By Monica Torres
Working moms still experience guilt and criticism from the outside world for choosing to work than stay at home and raise their children full-time. “Am I sacrificing being a better parent for being a better worker?” they worry as they miss practices and recitals to meet deadlines. No one is immune to this nagging guilt. Even famous working mothers like tennis star Serena Williams have said they have felt the heartache of missing a child’s milestone for their job.

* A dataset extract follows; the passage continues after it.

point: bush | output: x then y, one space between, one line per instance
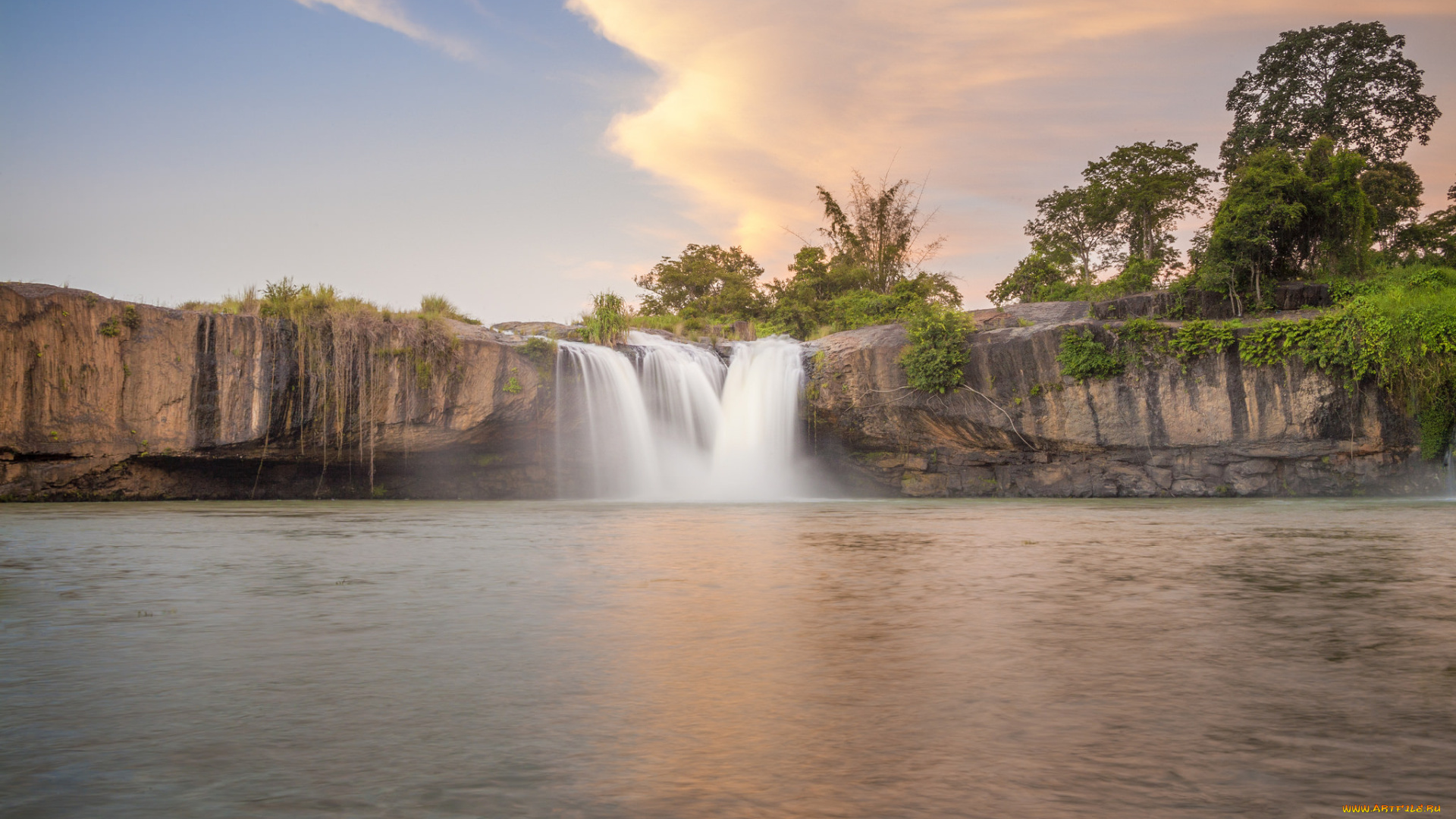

But for all you guilty working parents out there, research is on your side. There is new research published in Work, Employment and Society that can help assuage your worries that you are holding your children back with your career. In 2015, initial results of this study found that daughters of working mothers can perform better at their jobs than daughters of stay-at-home moms. Now, in the final version of Kathleen L McGinn and her colleagues’ study, the two surveys of more than 100,000 men and women across 29 countries have even more evidence: for daughters, not only does having a working mom improve your career, you will also end up just as happy as children of stay-at-home moms.
Daughters of working moms more likely to be employed and earn more
Daughters, not sons, have their careers influenced by having a working mom, the researchers found. Compared with daughters of full-time stay-at-home moms, daughters who grew up with a working mom were 1.21 times more likely to be employed, 1.29 times more likely to manage others, and they spent 44 more minutes at their jobs, even after controlling for gender attitudes. They also were more likely to earn more money. Among the American mothers, working daughters of employed mothers ended up earning an average of $1,880 more than daughters of stay-at-home moms. They were also able to have satisfying lives outside of work. Having a stay-at-home mom or a working mom made no difference in self-reported overall happiness for men or women.
What’s causing this career boost for daughters? It may help daughters to see what they can become through working role models. “Associations between maternal employment and daughters’ employment outcomes were stronger for women with children at home, suggesting daughters tap into behavioral examples garnered by observing their own mothers,” the study concluded.
Sons may not have their careers influenced by their moms, but a working mom influenced how they helped out at home. Sons were more likely to have an egalitarian gender attitude when they had a working mom role model. Sons of working moms were more likely to pitch in with raising their families. They spent an extra 50 minutes each week caring for family members, compared with sons of stay-at-home moms.
The study is good news for those of us who worry about the long-term effects our career choices have on our children.
“Women are socialized to believe mothers should stay home with their children, so when you separate from your kids every day for work, it can be painful,” McGuinn said about the findings. “As we gradually understand that our children aren’t suffering, I hope the guilt will go away.”